彼がいるのは、ちょうど二点の中間から、百メートルばかり離れた路地の影だ。
理月の眼前では、黒服の、断じてカタギではありえない雰囲気を持った男たちが、怒声に満ちた空間の中、廃ビルの陰や自動車を盾に、向こう側の廃ビルを銃撃している。黒服の何人かは、味方の援護射撃を受けながら廃ビルへの侵入を試みているようだった。
雨霰のごとく降り注ぐ銃弾で、向こう側の廃ビルは壁のあちこちが抉り取られ、また凹んでいた。

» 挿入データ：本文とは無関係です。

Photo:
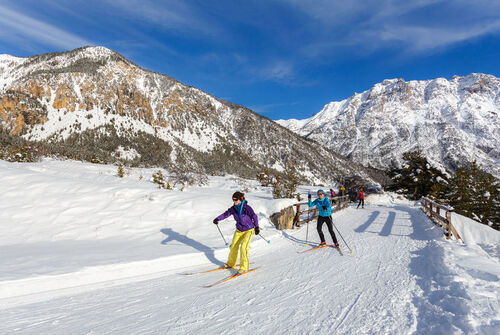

しかし理月が思わず漏らした言葉は、彼らに向けられたものではなかった。
「……すげぇな、あの姐さん」
理月の目は、ビルの陰に身を潜める、金茶の髪の、細身の女の姿を捉えていた。
そう、黒服の、軽く百人は超えるだろう男たちは、たったひとりの女に、執拗な銃撃を加えているのだ。そして、それだけの数がいながら未だに彼女を討ち取ることが出来ておらず、また、彼女が時おり返すたった一発の銃弾で、次々とフィルムに戻ってゆく。
彼に銃は判らない。
だが、彼女の持つ気迫と覚悟は判る。
彼女の、青い青い目を時おりかすめる、底なしの虚無と悼みもまた。
――どちらに手助けに入るべきか、など、判りきっていた。
例え彼女がそれを望んでいなくても、理月に、彼女を放っておくことは出来ない。
折しも、黒服たちは、じりじりと女への包囲網を狭めているところだった。
あれ以上、あの場所で身を隠して戦い続けることは、得策ではない。
理月は腰から『白竜王(ハクリュウオウ)』を引き抜いて深呼吸をした。
刀が銃に太刀打ちできるものか、と、現代物のムービースターたちは嘲笑うかもしれない。
「腐っても、斬り込み隊員だからな」
呟き、地面を蹴る。
――彼の初速は、時速180km。
一番基本の速度でも、時速70kmをキープする。
その彼が、横から、白刃とともに突っ込めば。
「なッ、何だっ……新手か!?」
「風……じゃねぇ、何だコイツ!?」
「は、速……!」
「しッ、しまった……!?」
「うわあぁッ、シルヴィオッ!」
現代物映画出身のムービースター、中でも実体化したばかりの連中は、銀幕市での『常識』が身についておらず、そのため、ファンタジー映画から実体化した規格外の身体能力や不可思議な現象に弱い。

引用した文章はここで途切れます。